Taking photographs, in the olden days, was truly an art form. Taking photographs, for classic photographers such as Ansel Adams or Henri Cartier-Bresson, required dexterity and excellent vision. Many photographers today cannot fathom using a camera that sees the image slightly different from what is in the viewfinder.  Or, most importantly, using a camera that can only be focused manually.   Luckily, technology has eased the task of making images by automating some of the tasks that used to require the photographers’ attention. One these tasks is focusing.


With the introduction of modern technology, the problem of focusing – which back then required accuracy and good vision- has been all but eliminated. Morden camera are equipped with a system that evaluates the  scene and set the focus automatically to achieve a sharp image.  But as with most technology advances, simple task become complicated and a source of headaches.  Autofocusing is no exception. 

Nikon cameras offers different amount of focusing points from 51 point to a single point. The image above, courtesy of Nikon USA, shows the focus points within the frame.


Autofocus, indeed, is a wonderful thing, even a lifesaver, but it has become so complicated so much so that novice photographers are perplexed by the many modes of autofocusing available to them. When and how to use which mode of focusing has left a lot of photographers to simply rely on only one mode of focusing (automatic focusing) ignoring all other modes available to them. 


If you are struggling with the many modes of  focusing, today we demystify  and simplify  the many modes focusing. To decipher the many modes of autofocusing let us start with the old focusing method -  manual focusing


Manual Focus

This is the original focusing system.  As the name implies getting the image into focus is not done automatically rather the photographer is tasked with the job of getting a sharp image by physically moving the focusing ring on the camera or changing the distance between the subject and the camera, in order to get a sharp in-focus image.  As you can imagine this method though it can and has produced sharp images, increases the chances of getting images that are out of focus.  Think of photographers with poor vision.  It is a challenging to objectively access how in or out of focus the subject when your own eyes are out of focus (this is one of the problems that has been address in modern camera as they will indicate if you have achieved focus even in manual mode).  To address the shortfall of manual focusing camera manufactures, introduce automatic focusing.


Auto Focus

Automatic focusing, as the name implies, automatically focus the lens to get an image that is in focus.  The task of focusing is taken from the hands of the photographer and tasked to the camera. To achieves focus, the camera uses a build in sensor which evaluates the points (the little squares you see in your viewfinder) to find the point with the most contrast.  Once it finds this point, together with the distance of the point from the camera, a signal is sent to the motor in the lens to move the lens elements to a position them to put the point in focus (hence the moving sound you hear when the camera is focusing).  In this mode unlike in manual focusing mode, all the photographer does is to compose the image click the shutter halfway, wait for the camera to focus and then click the shutter all the way to take the image.  

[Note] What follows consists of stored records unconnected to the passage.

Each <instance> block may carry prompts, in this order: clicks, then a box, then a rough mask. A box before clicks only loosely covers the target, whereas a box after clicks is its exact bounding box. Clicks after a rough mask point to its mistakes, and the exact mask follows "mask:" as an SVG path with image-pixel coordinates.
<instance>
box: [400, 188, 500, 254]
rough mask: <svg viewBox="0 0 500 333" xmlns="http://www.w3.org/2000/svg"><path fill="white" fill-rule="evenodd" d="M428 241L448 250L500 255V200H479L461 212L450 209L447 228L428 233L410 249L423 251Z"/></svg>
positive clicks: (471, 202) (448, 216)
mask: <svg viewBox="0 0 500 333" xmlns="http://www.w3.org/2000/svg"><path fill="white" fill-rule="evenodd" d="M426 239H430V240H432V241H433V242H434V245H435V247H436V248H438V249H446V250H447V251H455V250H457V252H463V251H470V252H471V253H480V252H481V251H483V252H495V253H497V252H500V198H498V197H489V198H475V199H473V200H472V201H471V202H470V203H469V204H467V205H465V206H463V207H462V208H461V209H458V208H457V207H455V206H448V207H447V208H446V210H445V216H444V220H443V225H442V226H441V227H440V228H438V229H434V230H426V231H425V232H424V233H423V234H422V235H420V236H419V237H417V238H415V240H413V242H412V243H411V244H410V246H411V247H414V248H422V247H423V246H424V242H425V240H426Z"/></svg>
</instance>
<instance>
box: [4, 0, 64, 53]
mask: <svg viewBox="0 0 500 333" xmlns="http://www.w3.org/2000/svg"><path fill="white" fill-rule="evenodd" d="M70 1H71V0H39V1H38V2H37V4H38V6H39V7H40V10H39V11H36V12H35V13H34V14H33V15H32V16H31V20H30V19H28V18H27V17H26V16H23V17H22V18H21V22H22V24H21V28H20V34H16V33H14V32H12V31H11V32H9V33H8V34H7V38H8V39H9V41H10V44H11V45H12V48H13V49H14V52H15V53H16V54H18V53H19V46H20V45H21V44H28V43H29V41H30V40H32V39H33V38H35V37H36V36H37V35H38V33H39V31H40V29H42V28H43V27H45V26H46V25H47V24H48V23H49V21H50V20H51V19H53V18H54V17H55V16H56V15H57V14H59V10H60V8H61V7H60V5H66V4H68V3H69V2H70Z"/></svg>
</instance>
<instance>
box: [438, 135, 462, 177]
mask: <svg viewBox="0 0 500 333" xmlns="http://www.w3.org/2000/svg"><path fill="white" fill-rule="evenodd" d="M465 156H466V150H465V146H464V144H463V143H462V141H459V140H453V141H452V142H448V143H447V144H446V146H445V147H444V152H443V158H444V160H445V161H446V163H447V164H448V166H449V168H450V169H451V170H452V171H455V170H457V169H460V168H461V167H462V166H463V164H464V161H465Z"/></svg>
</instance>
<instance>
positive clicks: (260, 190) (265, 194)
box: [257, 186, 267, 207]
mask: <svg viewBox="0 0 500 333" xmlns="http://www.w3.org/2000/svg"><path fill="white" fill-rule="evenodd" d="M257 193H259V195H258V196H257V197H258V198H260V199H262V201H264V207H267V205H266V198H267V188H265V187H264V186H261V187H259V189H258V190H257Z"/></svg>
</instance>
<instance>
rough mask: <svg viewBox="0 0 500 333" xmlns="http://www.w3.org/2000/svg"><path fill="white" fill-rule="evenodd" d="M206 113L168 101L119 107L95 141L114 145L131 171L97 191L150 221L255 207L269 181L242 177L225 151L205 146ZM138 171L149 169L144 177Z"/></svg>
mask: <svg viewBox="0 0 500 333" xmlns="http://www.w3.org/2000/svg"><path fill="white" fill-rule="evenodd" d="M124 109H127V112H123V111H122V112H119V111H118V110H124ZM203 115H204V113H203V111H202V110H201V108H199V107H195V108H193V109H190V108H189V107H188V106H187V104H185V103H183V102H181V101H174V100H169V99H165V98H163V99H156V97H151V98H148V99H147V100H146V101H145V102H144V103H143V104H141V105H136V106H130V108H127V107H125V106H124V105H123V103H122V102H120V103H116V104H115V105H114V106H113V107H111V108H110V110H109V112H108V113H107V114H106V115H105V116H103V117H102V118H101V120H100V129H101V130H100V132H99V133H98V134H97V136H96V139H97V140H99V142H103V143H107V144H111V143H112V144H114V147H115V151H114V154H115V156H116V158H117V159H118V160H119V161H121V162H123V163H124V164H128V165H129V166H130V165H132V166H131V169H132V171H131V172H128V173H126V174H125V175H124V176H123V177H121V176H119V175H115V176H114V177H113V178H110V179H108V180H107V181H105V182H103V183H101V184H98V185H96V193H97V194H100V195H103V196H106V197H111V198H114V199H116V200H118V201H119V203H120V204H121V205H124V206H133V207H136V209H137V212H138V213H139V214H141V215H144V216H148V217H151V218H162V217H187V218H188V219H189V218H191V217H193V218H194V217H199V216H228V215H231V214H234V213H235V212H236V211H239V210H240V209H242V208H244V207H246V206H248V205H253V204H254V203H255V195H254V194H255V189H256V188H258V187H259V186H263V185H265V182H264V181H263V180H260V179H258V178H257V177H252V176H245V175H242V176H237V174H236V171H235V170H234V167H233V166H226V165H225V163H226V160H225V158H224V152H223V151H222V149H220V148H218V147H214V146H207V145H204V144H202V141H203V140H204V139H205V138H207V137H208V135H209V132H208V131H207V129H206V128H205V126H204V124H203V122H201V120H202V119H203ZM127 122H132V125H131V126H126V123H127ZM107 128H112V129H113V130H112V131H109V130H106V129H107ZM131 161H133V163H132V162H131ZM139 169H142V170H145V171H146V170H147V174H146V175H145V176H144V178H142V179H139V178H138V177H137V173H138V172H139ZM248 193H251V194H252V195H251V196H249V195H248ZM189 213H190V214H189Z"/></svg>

Nothing is without its own shortfalls. The effectiveness of autofocus depends on the number of points within the image area that manufacture has set, the nature of the subject whether is stationary or moving as well as how the camera is reading the tonal variance in the image.  Hence the introduction of two additional autofocus modes – continuous focus and single area focus.


I-Continuous Focus Mode

Depend on your camera manufacturer the name of this mode will be different. For example, Canon calls this mode "AI Servo" while Nikon calls it "Continuous/AF-C” regardless of the name how this works is the same.


 In this mode the camera does not lock focus rather it keeps on focusing anytime the subject or the photographer moves.  In other words, focusing jumps from on point to another depend on the point with the most contrast and distance from the camera.  Simply put the camera tracks the subject.


II-Single Area Focus Mode

As with continuous focus mode, the name of this mode depends on the camera manufacturer although they operate in the same way.  Nikon cameras label this mode as "AF-S" while on Canon cameras it is called "One Shot AF" other camera manufacturers use their own unique names as well.  But no matter what it is referred to as it works by locking in focus.


 Once you set a point for the camera to focus on and the camera has successfully focused on the point, focus is locked in.  What this means is that if your subject moves the camera will not track to find another focus point but rather keep the original focus point sharp.


How to use what mode?

No one mode is superior to the other. Every mode is useful in one scenario and useless in the other.  The best solution here is to access your needs and choose the appropriate mode.  As a rule of thumb, single mode focusing is ideal for stationary subjects. For example, when taking landscape image, you pick a point -hyperfocal point- focus on that to get sharp landscapes from front to back.  Posed portraits is another scenario where single point focus will be ideal.  Since eyes in portraits are supposed to be sharp and the subject is stationary you focus on the eyes and fire away. 


But, when you are taking images of moving objects single point will fail.  In this case you need continuous focusing, so the camera can take track the subject to keep it in focus. Action photographer or when taking images of toddlers and children continuous focus is ideal to keep track of these moving subjects.


Tip: Back button focusing combines both single areas focus and continuous focus mode into one button. With back button focusing you switch between the two modes on the fly by removing focusing form the shutter button and assigning it to the AFL lock button.  In this case, when you press and let go the AFL-lock button focusing is locked on the point you have focused (single point focus mode).  If on the other hand, you continuously hold the button the camera will continue to focus until when you take the picture or let the button the go (continuous focus mode).  To us back button focusing, check your camera manual or simply google it!


Manual focus, as cumbersome as it is, becomes ideal when you are in low light situations.  Most DSLRs have a light to help illuminate the subject but the effectiveness of this light is limited.


 This is the case that calls for manual focusing to achieve ideal focus.  The same applies to microphotography where you need to fine-tune your focusing to get at point you want to be in focus.


As is with all artistic endeavors the mode you chose will depend on your artistic vision. Happy shooting!